Over de scope van de NIS2-richtlijn is veel geschreven, bijvoorbeeld dat deze ruimer is dan die van de NIS (of NIS1). Daarnaast is bekend dat de richtlijn, naast essentiële entiteiten, ook belangrijke entiteiten toevoegt. Het wetsvoorstel voor de Cyberbeveiligingswet spreekt over middelgrote en grote bedrijven.
Categorieën
Er komen vier categorieën verplichtingen bij kijken.
- Registratieplicht
Elke entiteit die binnen de scope valt van de Cbw moet zich registreren bij het Nationaal Cyber Security Centrum (NCSC). Zij werken momenteel aan een online-registratiesysteem waar elke NIS2-entiteit zich moet aanmelden. Let op, dit geldt voor elke relevante entiteit en staat los van de labels ‘belangrijk’ en ‘essentieel’.

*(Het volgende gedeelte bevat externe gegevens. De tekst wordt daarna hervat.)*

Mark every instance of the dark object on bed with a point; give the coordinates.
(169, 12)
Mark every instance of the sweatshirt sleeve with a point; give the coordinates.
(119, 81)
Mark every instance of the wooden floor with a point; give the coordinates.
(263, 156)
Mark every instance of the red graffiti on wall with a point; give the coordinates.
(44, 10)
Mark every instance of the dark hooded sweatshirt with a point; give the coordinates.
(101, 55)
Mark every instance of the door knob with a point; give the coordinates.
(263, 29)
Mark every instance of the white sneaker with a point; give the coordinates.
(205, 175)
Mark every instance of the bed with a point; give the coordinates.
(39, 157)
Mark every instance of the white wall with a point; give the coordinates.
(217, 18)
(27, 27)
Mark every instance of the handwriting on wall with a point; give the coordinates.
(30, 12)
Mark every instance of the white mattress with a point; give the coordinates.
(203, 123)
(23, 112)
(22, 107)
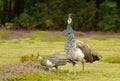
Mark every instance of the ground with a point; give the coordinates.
(15, 44)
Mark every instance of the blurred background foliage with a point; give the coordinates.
(88, 15)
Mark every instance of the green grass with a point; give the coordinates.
(108, 69)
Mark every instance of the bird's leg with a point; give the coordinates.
(83, 66)
(57, 69)
(49, 69)
(74, 68)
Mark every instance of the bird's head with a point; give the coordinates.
(39, 57)
(69, 19)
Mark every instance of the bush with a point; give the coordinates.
(109, 19)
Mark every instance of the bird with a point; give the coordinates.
(79, 50)
(55, 60)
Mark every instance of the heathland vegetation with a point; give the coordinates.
(18, 51)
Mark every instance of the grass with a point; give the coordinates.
(108, 69)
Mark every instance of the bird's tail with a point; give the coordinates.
(72, 61)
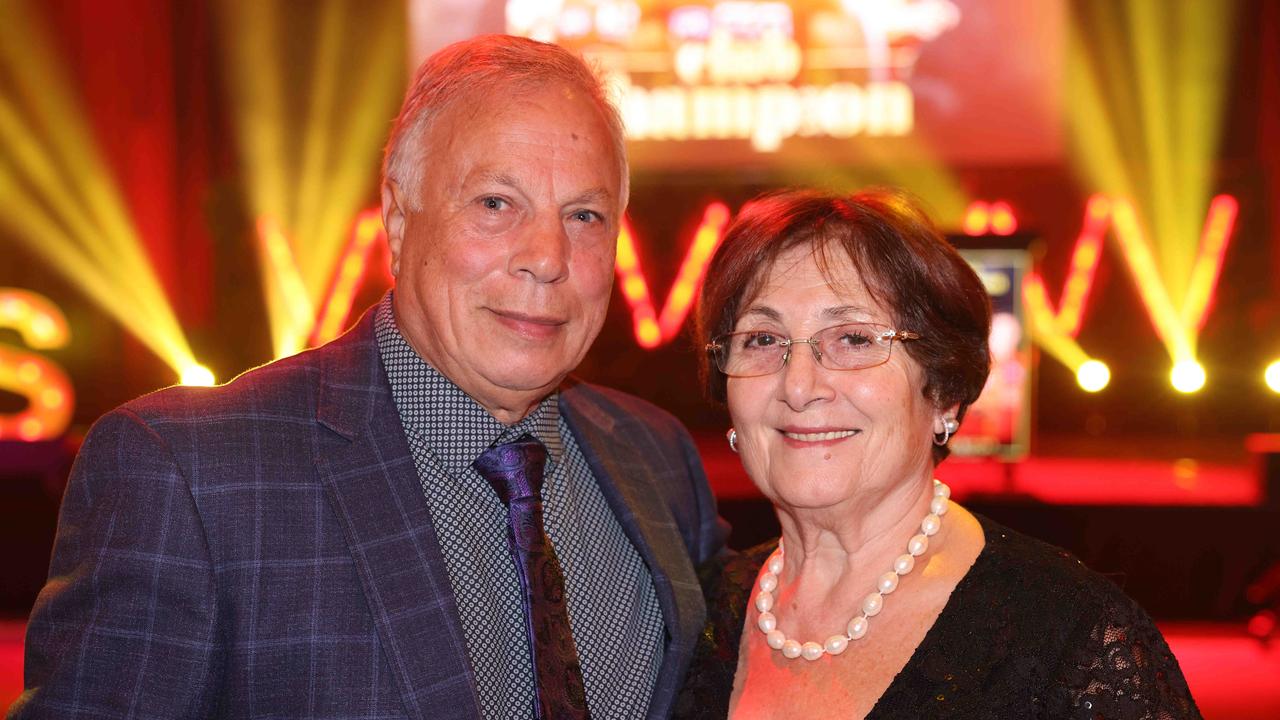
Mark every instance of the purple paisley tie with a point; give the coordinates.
(515, 470)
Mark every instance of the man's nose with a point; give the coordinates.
(543, 251)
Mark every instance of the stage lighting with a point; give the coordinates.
(1272, 376)
(1187, 376)
(197, 376)
(1093, 376)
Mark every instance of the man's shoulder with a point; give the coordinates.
(286, 387)
(589, 397)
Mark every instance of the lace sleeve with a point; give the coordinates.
(1120, 668)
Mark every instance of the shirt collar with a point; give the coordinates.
(458, 434)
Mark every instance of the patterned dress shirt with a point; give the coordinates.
(612, 605)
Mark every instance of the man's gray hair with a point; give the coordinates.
(492, 67)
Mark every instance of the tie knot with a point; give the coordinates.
(515, 469)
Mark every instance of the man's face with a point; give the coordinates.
(503, 276)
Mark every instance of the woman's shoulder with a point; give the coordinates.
(1101, 650)
(1036, 570)
(727, 583)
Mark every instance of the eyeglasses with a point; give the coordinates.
(853, 346)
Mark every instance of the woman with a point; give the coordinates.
(848, 338)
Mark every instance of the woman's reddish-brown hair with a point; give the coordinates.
(906, 265)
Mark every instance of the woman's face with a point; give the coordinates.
(883, 425)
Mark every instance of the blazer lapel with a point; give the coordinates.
(626, 479)
(371, 482)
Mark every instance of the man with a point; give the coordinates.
(327, 536)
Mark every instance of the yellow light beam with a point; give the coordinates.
(1155, 296)
(310, 119)
(60, 199)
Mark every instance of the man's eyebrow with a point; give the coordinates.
(499, 178)
(597, 195)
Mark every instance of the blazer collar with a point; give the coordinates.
(629, 483)
(371, 482)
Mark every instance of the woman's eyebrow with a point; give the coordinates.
(845, 311)
(763, 310)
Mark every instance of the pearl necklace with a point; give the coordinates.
(872, 604)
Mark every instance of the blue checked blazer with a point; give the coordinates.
(265, 550)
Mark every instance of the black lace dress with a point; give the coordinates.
(1028, 633)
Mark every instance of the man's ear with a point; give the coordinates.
(393, 219)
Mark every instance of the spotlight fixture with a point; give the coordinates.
(1187, 377)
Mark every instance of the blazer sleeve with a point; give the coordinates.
(127, 623)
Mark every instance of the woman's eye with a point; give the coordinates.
(854, 340)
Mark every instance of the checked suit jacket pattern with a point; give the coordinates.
(265, 550)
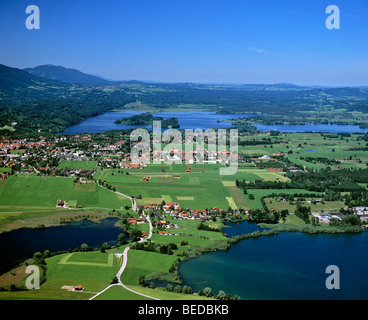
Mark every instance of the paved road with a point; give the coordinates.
(125, 256)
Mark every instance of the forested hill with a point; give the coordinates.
(60, 73)
(40, 105)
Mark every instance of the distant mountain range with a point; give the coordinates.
(63, 74)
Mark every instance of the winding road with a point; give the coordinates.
(125, 254)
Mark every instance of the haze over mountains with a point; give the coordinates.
(63, 74)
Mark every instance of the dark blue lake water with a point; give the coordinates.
(19, 245)
(187, 120)
(285, 266)
(196, 120)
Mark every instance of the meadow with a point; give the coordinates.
(201, 188)
(28, 200)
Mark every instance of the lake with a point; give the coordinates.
(287, 266)
(187, 120)
(197, 120)
(18, 245)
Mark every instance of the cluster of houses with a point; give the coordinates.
(325, 217)
(173, 209)
(128, 165)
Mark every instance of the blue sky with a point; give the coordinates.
(215, 41)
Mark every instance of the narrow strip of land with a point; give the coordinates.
(125, 257)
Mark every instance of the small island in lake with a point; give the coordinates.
(147, 118)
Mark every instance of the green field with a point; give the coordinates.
(200, 189)
(78, 165)
(33, 192)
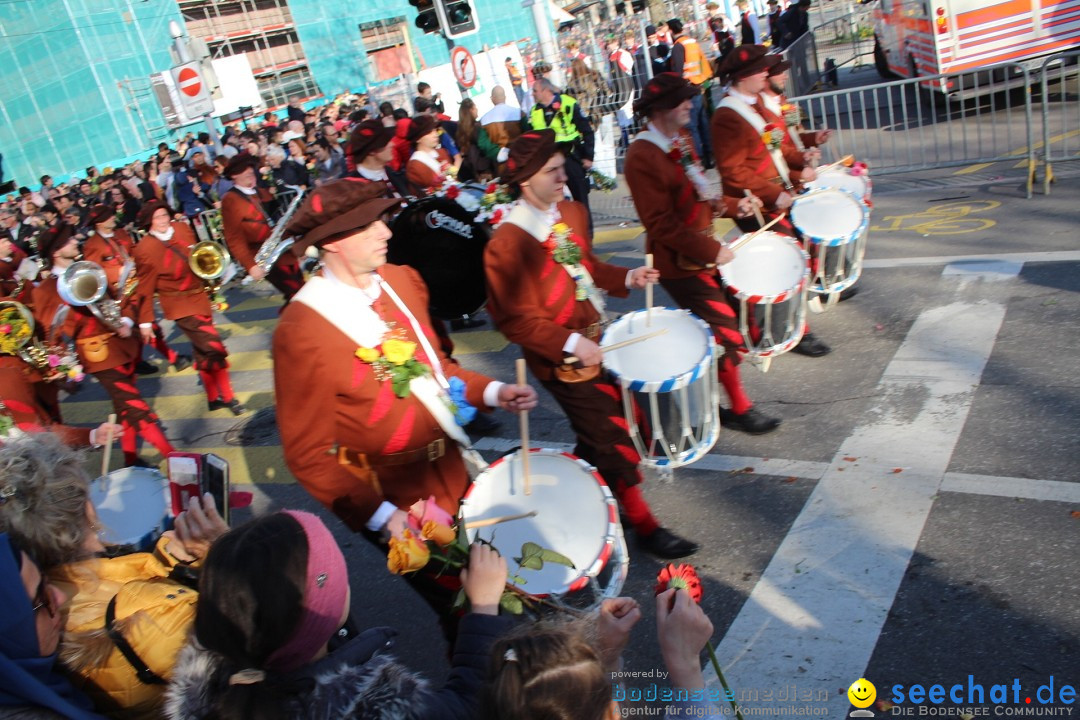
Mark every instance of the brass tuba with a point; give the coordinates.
(210, 261)
(83, 284)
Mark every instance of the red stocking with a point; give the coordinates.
(732, 385)
(210, 384)
(224, 385)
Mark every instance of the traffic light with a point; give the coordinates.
(458, 17)
(428, 18)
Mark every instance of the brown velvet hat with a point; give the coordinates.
(52, 240)
(782, 66)
(528, 153)
(335, 208)
(746, 60)
(419, 126)
(664, 92)
(98, 214)
(367, 137)
(146, 214)
(239, 163)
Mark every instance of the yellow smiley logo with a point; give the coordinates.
(862, 693)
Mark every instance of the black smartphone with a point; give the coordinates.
(215, 480)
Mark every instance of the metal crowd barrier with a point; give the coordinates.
(1060, 79)
(908, 125)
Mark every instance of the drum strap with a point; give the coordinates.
(143, 671)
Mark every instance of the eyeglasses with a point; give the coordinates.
(43, 598)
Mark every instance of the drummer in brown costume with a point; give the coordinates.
(746, 163)
(111, 247)
(163, 258)
(677, 215)
(363, 436)
(372, 152)
(537, 303)
(246, 226)
(429, 166)
(107, 353)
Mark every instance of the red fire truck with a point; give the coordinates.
(916, 38)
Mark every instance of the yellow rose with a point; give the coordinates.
(441, 534)
(367, 354)
(407, 555)
(399, 352)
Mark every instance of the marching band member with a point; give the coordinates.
(361, 383)
(110, 247)
(430, 164)
(246, 226)
(162, 259)
(107, 353)
(751, 153)
(542, 280)
(773, 100)
(672, 200)
(372, 152)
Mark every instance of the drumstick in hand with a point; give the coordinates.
(739, 242)
(524, 418)
(648, 293)
(757, 211)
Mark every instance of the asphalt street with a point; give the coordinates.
(915, 520)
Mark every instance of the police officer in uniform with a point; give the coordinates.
(574, 135)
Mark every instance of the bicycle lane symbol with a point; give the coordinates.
(946, 219)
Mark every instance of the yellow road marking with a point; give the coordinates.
(617, 234)
(478, 341)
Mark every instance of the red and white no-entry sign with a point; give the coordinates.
(189, 82)
(193, 94)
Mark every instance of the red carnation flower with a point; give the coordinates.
(683, 578)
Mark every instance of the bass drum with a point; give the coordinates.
(445, 244)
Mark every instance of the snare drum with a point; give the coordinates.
(769, 277)
(577, 516)
(674, 376)
(132, 506)
(842, 179)
(834, 222)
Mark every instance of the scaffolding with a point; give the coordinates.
(262, 29)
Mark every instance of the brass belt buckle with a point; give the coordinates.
(435, 449)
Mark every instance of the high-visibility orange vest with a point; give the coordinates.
(696, 67)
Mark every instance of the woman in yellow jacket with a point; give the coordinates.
(127, 614)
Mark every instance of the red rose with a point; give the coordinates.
(682, 576)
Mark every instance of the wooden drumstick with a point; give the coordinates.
(524, 419)
(108, 445)
(751, 235)
(842, 161)
(648, 293)
(496, 520)
(617, 345)
(757, 211)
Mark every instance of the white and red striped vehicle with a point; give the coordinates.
(919, 38)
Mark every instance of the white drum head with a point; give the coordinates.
(650, 364)
(841, 179)
(827, 213)
(768, 266)
(574, 516)
(131, 504)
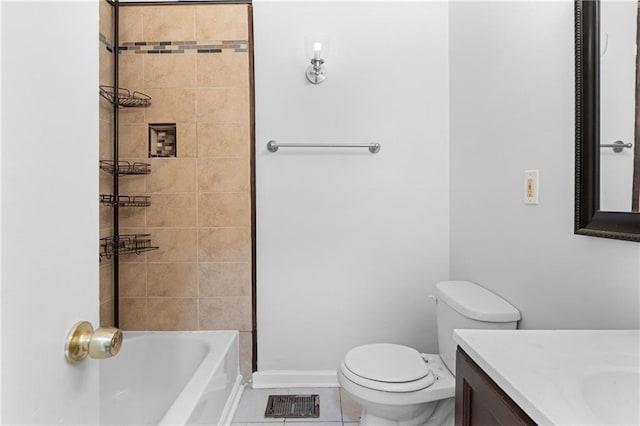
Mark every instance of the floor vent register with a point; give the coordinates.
(293, 406)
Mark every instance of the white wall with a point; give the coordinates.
(512, 109)
(350, 244)
(617, 101)
(49, 189)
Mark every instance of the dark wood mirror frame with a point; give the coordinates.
(589, 219)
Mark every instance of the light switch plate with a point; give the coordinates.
(531, 187)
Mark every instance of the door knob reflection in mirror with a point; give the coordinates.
(82, 340)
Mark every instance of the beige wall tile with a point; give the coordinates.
(133, 141)
(132, 217)
(223, 139)
(171, 105)
(105, 183)
(222, 22)
(224, 279)
(223, 105)
(132, 185)
(105, 110)
(106, 139)
(106, 19)
(186, 140)
(133, 279)
(130, 74)
(106, 281)
(228, 69)
(169, 23)
(172, 280)
(176, 245)
(173, 314)
(130, 25)
(224, 209)
(106, 217)
(223, 175)
(172, 210)
(225, 313)
(106, 314)
(131, 115)
(106, 65)
(246, 351)
(171, 175)
(133, 257)
(133, 313)
(224, 244)
(169, 71)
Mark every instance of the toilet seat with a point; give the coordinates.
(387, 367)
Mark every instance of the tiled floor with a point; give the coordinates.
(336, 409)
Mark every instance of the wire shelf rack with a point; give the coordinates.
(125, 244)
(125, 167)
(126, 98)
(125, 200)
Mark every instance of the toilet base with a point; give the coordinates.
(436, 413)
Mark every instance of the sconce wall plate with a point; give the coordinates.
(315, 71)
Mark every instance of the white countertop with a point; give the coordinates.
(563, 377)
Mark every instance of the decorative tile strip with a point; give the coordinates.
(188, 46)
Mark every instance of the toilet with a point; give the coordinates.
(397, 385)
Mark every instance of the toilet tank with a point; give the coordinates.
(463, 304)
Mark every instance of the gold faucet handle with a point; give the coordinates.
(105, 343)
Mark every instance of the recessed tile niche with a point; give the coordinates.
(163, 141)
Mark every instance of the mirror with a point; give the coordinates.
(597, 214)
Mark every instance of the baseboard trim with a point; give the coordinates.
(295, 379)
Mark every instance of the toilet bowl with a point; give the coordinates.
(397, 385)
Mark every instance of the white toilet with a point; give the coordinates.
(397, 385)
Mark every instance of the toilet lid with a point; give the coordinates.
(386, 362)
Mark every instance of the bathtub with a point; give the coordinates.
(171, 378)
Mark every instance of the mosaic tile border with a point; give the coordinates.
(187, 46)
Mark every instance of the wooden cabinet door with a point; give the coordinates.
(480, 401)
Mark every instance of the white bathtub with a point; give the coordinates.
(171, 378)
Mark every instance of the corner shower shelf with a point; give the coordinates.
(125, 167)
(126, 99)
(126, 244)
(125, 200)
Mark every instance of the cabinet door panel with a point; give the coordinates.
(480, 401)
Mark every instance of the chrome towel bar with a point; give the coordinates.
(273, 146)
(617, 146)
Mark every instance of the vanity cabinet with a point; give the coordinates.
(480, 401)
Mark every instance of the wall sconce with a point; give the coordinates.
(318, 49)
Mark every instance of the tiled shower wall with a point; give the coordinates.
(106, 152)
(193, 61)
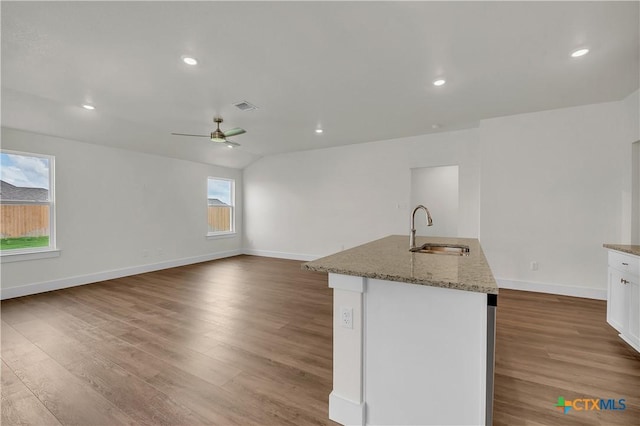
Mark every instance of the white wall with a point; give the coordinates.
(111, 205)
(554, 186)
(437, 189)
(313, 203)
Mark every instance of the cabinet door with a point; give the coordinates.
(632, 331)
(616, 300)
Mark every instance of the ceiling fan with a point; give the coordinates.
(218, 135)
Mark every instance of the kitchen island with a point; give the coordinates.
(413, 339)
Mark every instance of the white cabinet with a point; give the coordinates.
(623, 296)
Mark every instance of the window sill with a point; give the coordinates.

Waarom is er een registratieverplichting? Elke lidstaat moet over een eigen register beschikken. Ook levert dit op Europees niveau een beeld op van het aantal NIS2-entiteiten.
- Meldplicht
Het wetsvoorstel stelt dat significante incidenten gemeld moeten worden. Dit zijn incidenten die de dienstverlening van een organisatie aanzienlijk verstoren. Factoren die dit bepalen, zijn de omvang van de financiële verliezen voor de betrokkenen én het veroorzaken van schade bij andere organisaties in de keten.
Daarom is het inrichten van incident response belangrijk. De incidenten worden gemeld bij het Computer Security Incident Response Team (CSIRT) en bij de toezichthouder. Het CSIRT heeft ook de taak om hulp en bijstand te verlenen aan de melder. In tegenstelling tot voorheen heeft een CSIRT dus ook een ondersteunende functie.
Het is nog niet duidelijk wat de drempelwaarden zijn voor een significante melding, maar het NCSC geeft aan dat het bezig is met het bepalen van deze waarden en het inrichten van een centraal meldpunt.
- Zorgplicht
Meermaals wordt in het wetsvoorstel aangehaald dat het belangrijk is om cybersecurity vanuit ‘risico-denken’ te benaderen. De risico-gebaseerde aanpak is een van de belangrijkste onderdelen binnen deze wet. Dit houdt in dat de risicoanalyse de basis vormt voor de beslissingen in een organisatie.
Met het volgen van een risico-gebaseerde aanpak komen organisaties tot passende en evenredige maatregelen. Door na te denken over de kroonjuwelen van de organisatie en welke dreigingen het meest relevant zijn, valt te onderbouwen hoe zwaar een bepaalde maatregel zal zijn. Een passende maatregel is dan ook een regel die evenredig is aan hetgeen wat beschermd moet worden. Zo stop je de belangrijke juwelen thuis in een kluis met een unieke code, terwijl je dat niet met andere waardevolle bezittingen doet.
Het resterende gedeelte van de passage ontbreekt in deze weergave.